Microsoft in exclusive talks with Chevron and Engine No. 1 over $7B Texas natural gas power plant for data centers

Apr 1, 2026

Key Points

  • Microsoft is in exclusive talks with Chevron and Engine No. 1 to build a $7 billion natural gas power plant in West Texas generating 2,500 megawatts to power a data center campus, potentially operational before 2030.
  • The Permian Basin's natural gas surplus, currently flared as oil extraction waste, becomes nearly free power for Microsoft's AI infrastructure by capturing stranded fuel at the source instead of transporting it.
  • The deal requires tax and environmental approvals and final commercial terms; natural gas prices are currently low, reducing near-term fuel cost risk for the facility.

Summary

Microsoft has entered exclusive talks with Chevron and Engine No. 1 to build and operate a $7 billion natural gas power plant in West Texas. The facility would generate 2,500 megawatts of electricity to power a large Microsoft data center campus, with potential operation before 2030.
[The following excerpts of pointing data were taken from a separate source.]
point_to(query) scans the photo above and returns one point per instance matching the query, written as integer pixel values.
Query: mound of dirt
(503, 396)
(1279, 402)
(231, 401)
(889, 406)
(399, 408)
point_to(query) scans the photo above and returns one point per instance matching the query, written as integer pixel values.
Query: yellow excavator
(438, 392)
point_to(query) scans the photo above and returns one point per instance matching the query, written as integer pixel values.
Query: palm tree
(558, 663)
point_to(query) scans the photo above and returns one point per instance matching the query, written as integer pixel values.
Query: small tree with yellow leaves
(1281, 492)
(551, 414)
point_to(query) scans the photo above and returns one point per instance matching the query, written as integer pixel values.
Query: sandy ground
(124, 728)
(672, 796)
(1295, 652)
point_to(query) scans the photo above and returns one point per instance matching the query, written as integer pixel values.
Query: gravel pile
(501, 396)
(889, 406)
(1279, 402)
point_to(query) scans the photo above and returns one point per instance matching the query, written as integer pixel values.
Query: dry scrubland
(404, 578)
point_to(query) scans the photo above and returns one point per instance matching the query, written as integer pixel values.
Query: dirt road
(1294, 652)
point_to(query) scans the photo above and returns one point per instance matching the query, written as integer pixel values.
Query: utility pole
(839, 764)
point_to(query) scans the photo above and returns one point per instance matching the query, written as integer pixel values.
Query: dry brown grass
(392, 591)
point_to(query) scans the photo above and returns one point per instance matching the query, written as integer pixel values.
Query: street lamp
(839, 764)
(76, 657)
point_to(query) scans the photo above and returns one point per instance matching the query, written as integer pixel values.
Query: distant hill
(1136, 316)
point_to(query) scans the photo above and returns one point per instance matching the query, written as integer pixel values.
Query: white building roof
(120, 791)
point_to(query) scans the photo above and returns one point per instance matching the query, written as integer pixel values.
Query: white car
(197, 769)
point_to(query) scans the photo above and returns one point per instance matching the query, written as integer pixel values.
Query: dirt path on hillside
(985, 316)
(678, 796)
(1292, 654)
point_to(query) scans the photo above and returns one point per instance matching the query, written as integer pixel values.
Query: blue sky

Microsoft needs reliable baseload power to expand AI infrastructure and support OpenAI workloads. The Permian Basin produces enormous amounts of natural gas as a byproduct of oil extraction, much of which gets flared because pipelines cannot transport it efficiently. A power plant built at the source can capture that gas and feed electricity directly to a nearby data center, eliminating both wasted energy and the need to transport power elsewhere. Chevron and Engine No. 1 have extensive natural gas reserves and turbine capacity in the region to support this model.

Crusoe Energy has demonstrated a similar approach, using stranded or flared gas to power Bitcoin mining operations at near-zero fuel cost.

The project still requires tax and environmental approvals and final agreement on commercial terms. Natural gas prices are currently low, well below the spikes seen in November and December 2024, which reduces near-term fuel cost risk for the facility.